Not just that the output is ~0.7V below (when high), but the gain is strictly lower. That is, even if we add back the voltage offset (using a complementary pair), the change in voltage at the output is smaller than the input:

simulate this circuit – Schematic created using CircuitLab
(Also showing an AC load, C1+R4, to approximate the load due to subsequent gate inputs or transmission lines.)
Since it's a linear circuit, we don't need to confine ourselves to square waves alone, and a triangle wave lets us see the nuance of what's going on here.

Notice the slope is more shallow at the output than the input. No matter how many we connect in a loop, loop gain is less than one, the signal decays, and it "forgets" what it was doing.
The peaks are also especially shortened, meaning we should expect extreme values to decay even quicker. Granted, such extreme values might not be typical of real RTL (resistor transistor logic) applications, that this kind of circuit might fit into. More modest logic levels are usually chosen: real RTL, DTL and TTL ICs chose values near <20% (low) and >40% (high) of VCC, give or take.
Now, you might claim that there's something unfair about this circuit, perhaps it was constructed specifically to illustrate the problem, and maybe there's another way to do it, if only we were clever enough. But if we confine ourselves to three premises,
- Resistive input (Thevenin equivalent source)
- Common-collector (or drain) amplifier, with any emitter bias network having positive real impedance
- Resistive output (Thevenin equivalent load)
- Well-behaved input and output impedances: preferably R || C or R + L equivalents, and preferably with Zin large, and Zout small
then we will always and only have gain less than 1.
In particular, we might further stipulate that the input characteristic should match the output, give or take a ratio, because we will never have a source impedance less than a single pin driver of the same gate technology, and it can be higher due to fanout (multiple inputs loading a single output, each input sees effectively a larger source impedance).
We could consider modifying some of these assumptions. We could even, in principle, modify the device itself in some way:
- A negative resistance bias network might afford gain slightly above one (for the same reason that a positive resistance causes gain slightly below one)

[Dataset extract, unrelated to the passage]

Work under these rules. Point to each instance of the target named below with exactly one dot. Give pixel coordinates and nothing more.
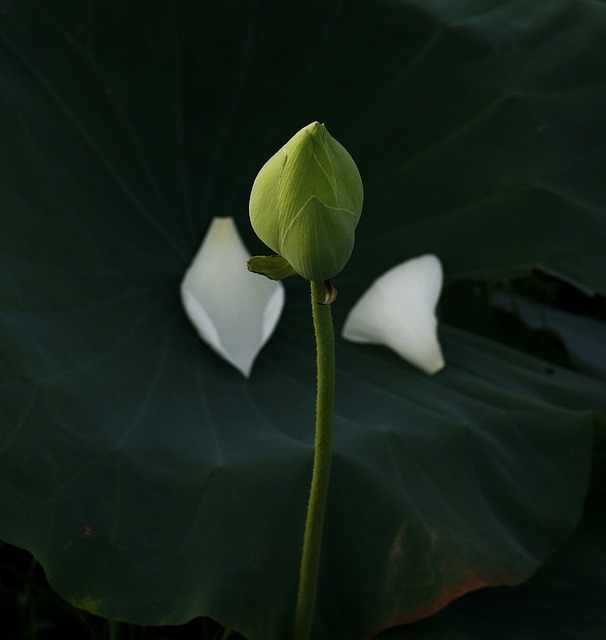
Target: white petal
(398, 311)
(234, 311)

- If we break the collector connection from GND/VCC, we can obtain inverting gain from it, and connect another inverter to make higher positive gain
- Early effect (i.e., the collector-output incremental characteristic) causes gain reduction, in a similar way to emitter load resistance; if it can be controlled by design parameters, perhaps it can be made very high or indeed negative. Some devices come close: SiGe HBTs, IIRC, have, or can have, negative Early voltage.
We could further allow additional stages in the circuit, or feedback to the input (which won't play well with fanout, or connecting long transmission lines to it; that is, making Zin negative -- ill behaved), but we can't go anywhere without adding stages, or making things harder to use.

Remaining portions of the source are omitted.